Caloto, tierra de Dávinson Sánchez, impulsa su oferta turística e histórica en el Cauca

Compartir en redes sociales

El municipio de Caloto, en el departamento del Cauca, tierra natal del defensor de la Selección Colombia Dávinson Sánchez, está siendo promocionado como un destino turístico que conjuga historia, naturaleza y diversidad cultural. La iniciativa, impulsada por la Alcaldía Municipal y la Secretaría de Educación y Cultura, cobra especial relevancia en el contexto del Mundial, donde Sánchez ha brillado con la tricolor nacional, siendo uno de los jugadores mejor calificados en la victoria sobre la República Democrática del Congo. Con este gesto, las autoridades buscan visibilizar el potencial del municipio más allá de su vínculo con el futbolista.

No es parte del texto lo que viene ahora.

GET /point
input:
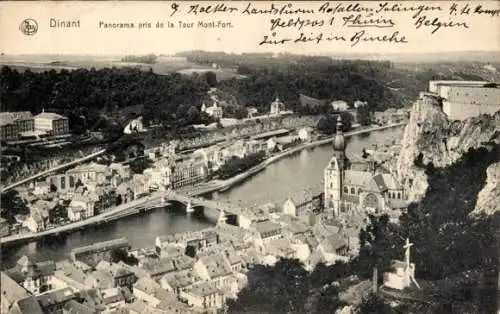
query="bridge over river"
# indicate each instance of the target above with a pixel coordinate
(189, 197)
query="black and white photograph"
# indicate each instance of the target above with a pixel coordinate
(323, 157)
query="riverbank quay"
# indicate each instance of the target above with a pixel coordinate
(154, 200)
(227, 184)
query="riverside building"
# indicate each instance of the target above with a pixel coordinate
(347, 188)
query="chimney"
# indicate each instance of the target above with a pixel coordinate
(375, 280)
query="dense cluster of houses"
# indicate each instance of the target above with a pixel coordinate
(192, 272)
(88, 189)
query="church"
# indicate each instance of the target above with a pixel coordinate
(347, 188)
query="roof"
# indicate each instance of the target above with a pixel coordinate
(297, 227)
(73, 307)
(103, 279)
(279, 247)
(29, 305)
(332, 243)
(26, 269)
(266, 226)
(158, 266)
(357, 178)
(55, 297)
(232, 257)
(9, 117)
(112, 295)
(397, 204)
(217, 265)
(350, 198)
(50, 116)
(11, 291)
(105, 245)
(379, 182)
(204, 289)
(306, 101)
(180, 279)
(151, 287)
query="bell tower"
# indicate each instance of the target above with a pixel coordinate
(334, 172)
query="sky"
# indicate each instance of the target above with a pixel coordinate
(476, 32)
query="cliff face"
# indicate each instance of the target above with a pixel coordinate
(431, 139)
(487, 199)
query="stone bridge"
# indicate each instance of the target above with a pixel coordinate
(210, 208)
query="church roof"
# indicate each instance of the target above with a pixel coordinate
(357, 178)
(379, 181)
(350, 198)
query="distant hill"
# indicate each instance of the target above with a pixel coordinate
(451, 56)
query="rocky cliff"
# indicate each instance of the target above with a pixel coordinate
(430, 139)
(488, 198)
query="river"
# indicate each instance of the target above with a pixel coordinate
(286, 177)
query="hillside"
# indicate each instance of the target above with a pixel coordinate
(430, 139)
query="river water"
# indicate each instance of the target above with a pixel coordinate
(286, 177)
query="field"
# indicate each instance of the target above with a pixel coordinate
(164, 64)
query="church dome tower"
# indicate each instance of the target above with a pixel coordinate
(339, 141)
(334, 172)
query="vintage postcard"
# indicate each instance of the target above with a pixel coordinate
(249, 156)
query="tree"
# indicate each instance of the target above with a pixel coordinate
(211, 78)
(282, 288)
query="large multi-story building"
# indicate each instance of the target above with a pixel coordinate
(346, 189)
(14, 123)
(465, 99)
(8, 130)
(51, 123)
(188, 172)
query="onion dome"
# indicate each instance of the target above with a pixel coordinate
(339, 141)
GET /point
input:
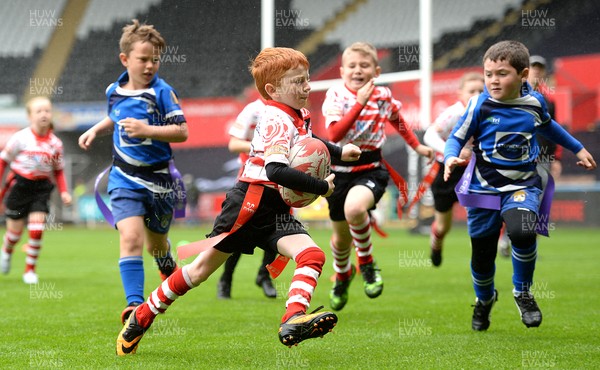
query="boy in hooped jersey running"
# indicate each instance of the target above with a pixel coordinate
(144, 117)
(502, 182)
(356, 112)
(254, 213)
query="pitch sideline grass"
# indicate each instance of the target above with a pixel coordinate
(422, 320)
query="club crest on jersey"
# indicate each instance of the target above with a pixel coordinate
(174, 99)
(493, 120)
(150, 108)
(519, 196)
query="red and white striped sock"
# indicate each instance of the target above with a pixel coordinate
(161, 298)
(341, 262)
(436, 239)
(361, 235)
(34, 244)
(11, 238)
(309, 264)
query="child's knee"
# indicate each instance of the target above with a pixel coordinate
(311, 255)
(520, 227)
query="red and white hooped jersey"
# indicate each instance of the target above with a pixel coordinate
(279, 128)
(32, 156)
(368, 131)
(245, 123)
(445, 122)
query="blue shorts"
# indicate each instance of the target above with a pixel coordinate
(483, 222)
(156, 209)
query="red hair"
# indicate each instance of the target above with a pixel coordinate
(271, 64)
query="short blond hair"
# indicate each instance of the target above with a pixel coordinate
(35, 99)
(135, 32)
(364, 48)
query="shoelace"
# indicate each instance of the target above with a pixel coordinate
(338, 289)
(527, 301)
(368, 271)
(317, 309)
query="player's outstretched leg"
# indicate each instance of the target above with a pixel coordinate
(297, 326)
(263, 279)
(224, 284)
(130, 335)
(142, 316)
(304, 326)
(361, 237)
(482, 311)
(11, 237)
(166, 263)
(344, 273)
(436, 241)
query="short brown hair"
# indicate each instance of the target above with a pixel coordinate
(514, 52)
(364, 48)
(470, 76)
(135, 32)
(271, 64)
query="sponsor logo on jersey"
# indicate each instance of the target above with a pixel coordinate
(519, 196)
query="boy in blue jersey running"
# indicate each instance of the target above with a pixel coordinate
(144, 116)
(505, 184)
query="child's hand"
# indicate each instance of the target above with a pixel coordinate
(135, 128)
(329, 180)
(465, 154)
(425, 151)
(350, 152)
(451, 163)
(66, 198)
(364, 93)
(86, 139)
(585, 160)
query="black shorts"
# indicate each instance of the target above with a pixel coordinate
(26, 196)
(443, 192)
(376, 180)
(271, 221)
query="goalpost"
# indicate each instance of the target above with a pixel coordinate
(423, 74)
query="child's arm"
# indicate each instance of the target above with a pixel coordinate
(171, 133)
(288, 177)
(62, 187)
(104, 127)
(451, 156)
(397, 121)
(433, 139)
(337, 130)
(559, 135)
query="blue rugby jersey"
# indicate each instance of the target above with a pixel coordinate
(157, 105)
(505, 145)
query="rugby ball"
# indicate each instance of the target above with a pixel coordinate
(311, 157)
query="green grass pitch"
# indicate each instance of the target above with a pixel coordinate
(421, 321)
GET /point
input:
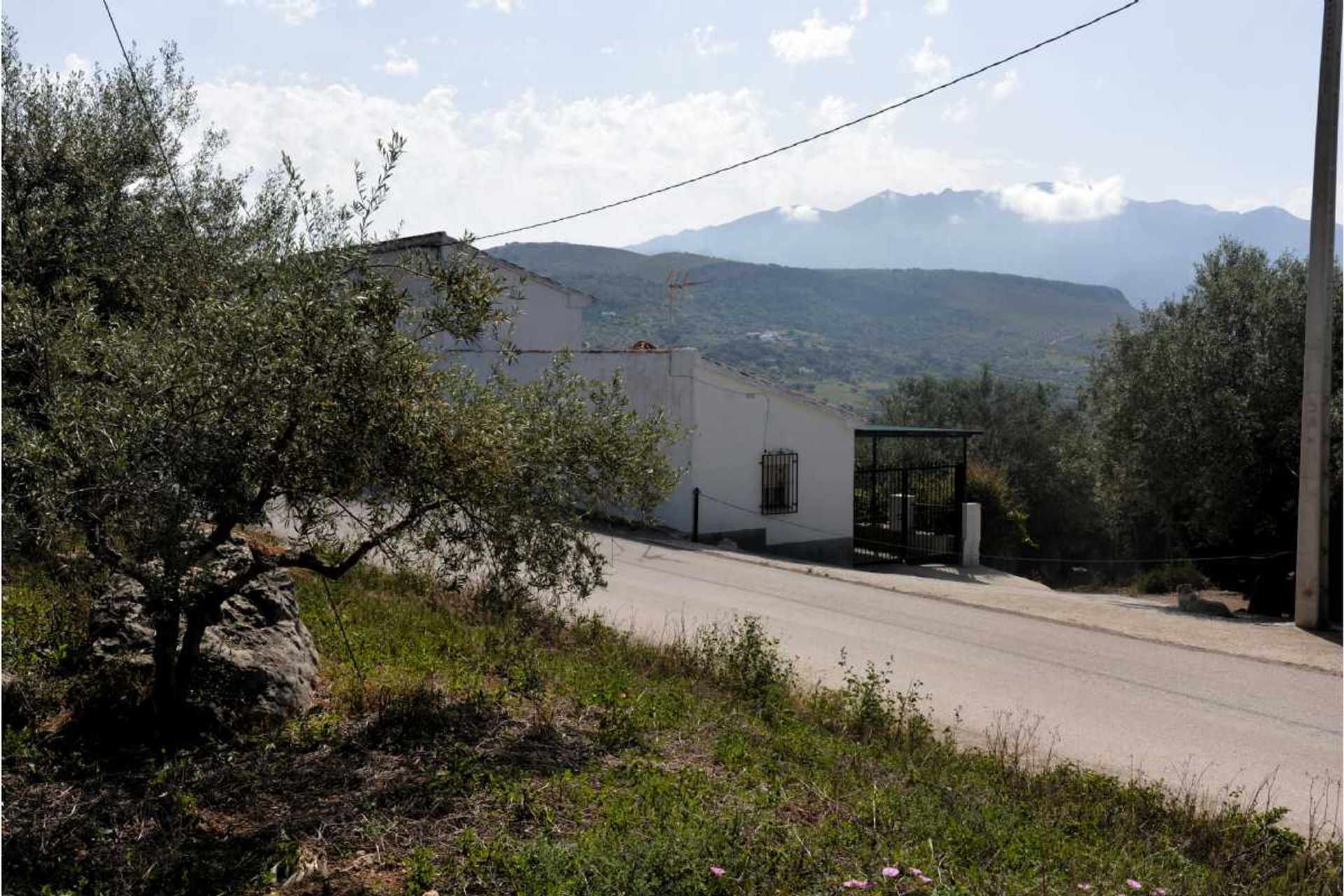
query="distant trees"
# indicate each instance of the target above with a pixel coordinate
(1028, 465)
(1184, 440)
(1196, 410)
(183, 360)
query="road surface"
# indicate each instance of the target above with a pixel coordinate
(1114, 703)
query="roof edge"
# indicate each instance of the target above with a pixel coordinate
(438, 239)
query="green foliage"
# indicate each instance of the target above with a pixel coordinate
(452, 782)
(1030, 464)
(1003, 522)
(1168, 578)
(420, 871)
(838, 332)
(1196, 410)
(745, 660)
(183, 360)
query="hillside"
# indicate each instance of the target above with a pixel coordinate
(1147, 250)
(840, 333)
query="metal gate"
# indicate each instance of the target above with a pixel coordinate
(909, 514)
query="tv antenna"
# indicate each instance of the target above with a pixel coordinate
(679, 280)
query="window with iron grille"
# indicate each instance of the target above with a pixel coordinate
(778, 482)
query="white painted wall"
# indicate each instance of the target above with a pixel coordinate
(546, 315)
(730, 418)
(738, 419)
(730, 421)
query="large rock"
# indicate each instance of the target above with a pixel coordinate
(258, 664)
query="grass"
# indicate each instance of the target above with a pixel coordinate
(475, 751)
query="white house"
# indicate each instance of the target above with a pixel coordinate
(774, 468)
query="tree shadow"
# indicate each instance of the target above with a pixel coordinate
(253, 813)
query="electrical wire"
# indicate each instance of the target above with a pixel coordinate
(150, 115)
(993, 556)
(822, 133)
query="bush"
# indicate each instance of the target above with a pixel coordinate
(1166, 580)
(1003, 522)
(745, 660)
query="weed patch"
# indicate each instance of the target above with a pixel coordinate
(470, 750)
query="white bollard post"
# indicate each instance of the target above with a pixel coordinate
(971, 535)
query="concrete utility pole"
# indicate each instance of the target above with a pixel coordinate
(1312, 603)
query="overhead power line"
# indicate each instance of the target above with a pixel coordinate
(150, 115)
(822, 133)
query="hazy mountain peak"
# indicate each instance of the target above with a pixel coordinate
(1086, 232)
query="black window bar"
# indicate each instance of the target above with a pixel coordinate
(778, 482)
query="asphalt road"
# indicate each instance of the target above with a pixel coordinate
(1190, 718)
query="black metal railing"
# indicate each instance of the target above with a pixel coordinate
(778, 482)
(909, 514)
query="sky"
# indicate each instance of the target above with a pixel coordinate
(521, 111)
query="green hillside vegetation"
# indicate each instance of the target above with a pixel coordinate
(463, 747)
(840, 333)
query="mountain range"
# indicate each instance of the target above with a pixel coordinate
(1144, 248)
(844, 333)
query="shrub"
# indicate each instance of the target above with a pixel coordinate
(1003, 520)
(745, 660)
(1166, 580)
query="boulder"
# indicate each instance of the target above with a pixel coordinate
(1189, 599)
(258, 664)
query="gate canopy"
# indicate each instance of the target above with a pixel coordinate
(891, 445)
(909, 484)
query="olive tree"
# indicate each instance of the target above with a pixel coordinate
(1196, 409)
(186, 356)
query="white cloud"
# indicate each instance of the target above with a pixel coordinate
(536, 158)
(1066, 200)
(958, 112)
(815, 41)
(398, 64)
(292, 11)
(1006, 86)
(707, 46)
(932, 67)
(831, 112)
(800, 214)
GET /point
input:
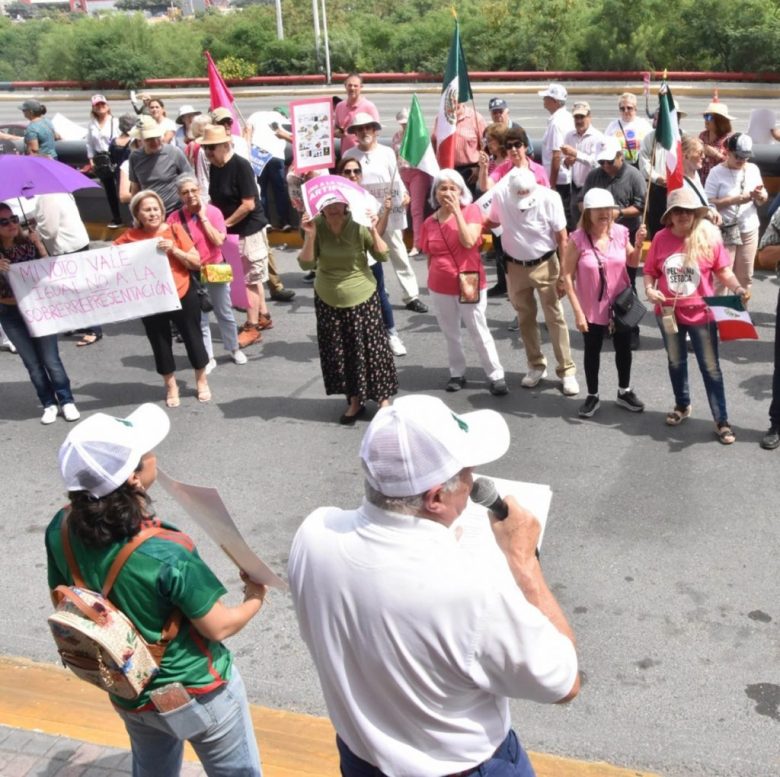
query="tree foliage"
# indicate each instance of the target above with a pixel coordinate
(399, 35)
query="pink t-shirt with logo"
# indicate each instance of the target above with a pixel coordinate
(447, 256)
(687, 285)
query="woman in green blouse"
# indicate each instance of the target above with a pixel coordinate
(355, 356)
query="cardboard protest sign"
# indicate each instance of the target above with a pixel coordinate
(114, 283)
(312, 129)
(326, 189)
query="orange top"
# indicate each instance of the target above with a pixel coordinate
(181, 275)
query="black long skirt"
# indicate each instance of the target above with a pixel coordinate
(355, 355)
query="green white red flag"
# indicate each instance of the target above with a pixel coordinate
(455, 89)
(667, 134)
(416, 147)
(732, 320)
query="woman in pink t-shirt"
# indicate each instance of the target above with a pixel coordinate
(451, 238)
(679, 271)
(594, 273)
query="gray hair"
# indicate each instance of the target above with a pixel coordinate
(186, 178)
(409, 505)
(447, 174)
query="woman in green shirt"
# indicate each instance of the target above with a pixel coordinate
(355, 356)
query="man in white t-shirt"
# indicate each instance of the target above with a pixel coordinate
(423, 623)
(533, 238)
(382, 179)
(559, 125)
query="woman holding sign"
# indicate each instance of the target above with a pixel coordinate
(108, 465)
(40, 355)
(355, 354)
(148, 214)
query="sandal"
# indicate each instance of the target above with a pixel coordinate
(89, 339)
(725, 434)
(678, 415)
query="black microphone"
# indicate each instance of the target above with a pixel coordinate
(484, 492)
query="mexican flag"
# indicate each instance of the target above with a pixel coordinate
(416, 147)
(455, 89)
(667, 133)
(732, 319)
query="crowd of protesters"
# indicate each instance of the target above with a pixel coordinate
(568, 226)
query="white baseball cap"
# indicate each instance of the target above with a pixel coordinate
(556, 91)
(418, 443)
(102, 451)
(598, 198)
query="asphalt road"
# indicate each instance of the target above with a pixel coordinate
(661, 543)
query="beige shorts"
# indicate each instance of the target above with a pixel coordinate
(253, 250)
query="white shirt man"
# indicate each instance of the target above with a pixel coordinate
(533, 224)
(414, 620)
(382, 179)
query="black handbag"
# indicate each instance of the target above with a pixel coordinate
(627, 310)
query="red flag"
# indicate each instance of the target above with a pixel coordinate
(221, 96)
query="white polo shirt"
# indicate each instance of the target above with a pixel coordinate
(559, 125)
(528, 234)
(586, 144)
(419, 636)
(380, 178)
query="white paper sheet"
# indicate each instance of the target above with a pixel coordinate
(205, 506)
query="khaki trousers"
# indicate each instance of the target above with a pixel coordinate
(521, 284)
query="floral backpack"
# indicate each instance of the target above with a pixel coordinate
(95, 639)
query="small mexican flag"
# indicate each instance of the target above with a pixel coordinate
(416, 147)
(455, 89)
(667, 133)
(732, 319)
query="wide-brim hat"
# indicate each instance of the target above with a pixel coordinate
(720, 109)
(213, 135)
(683, 198)
(186, 110)
(102, 451)
(363, 119)
(418, 443)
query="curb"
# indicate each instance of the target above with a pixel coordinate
(47, 698)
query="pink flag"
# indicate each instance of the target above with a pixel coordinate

Fundado en 1543 por Sebastián de Belalcázar, Caloto es uno de los municipios más antiguos de Colombia y es conocido como la “Ciudad Ambulante” debido a su historia de resistencia indígena, que obligó a refundarlo al menos siete veces. Se encuentra a 1.050 metros sobre el nivel del mar, con una temperatura media de 25 grados Celsius, y tiene una extensión total de 397,21 kilómetros cuadrados, de los cuales 234,68 corresponden al área urbana. Está ubicado a 81 kilómetros de Popayán, a 43 de Cali y a 490 de Bogotá (más de diez horas por carretera), lo que lo convierte en un destino accesible desde las principales ciudades del suroccidente colombiano.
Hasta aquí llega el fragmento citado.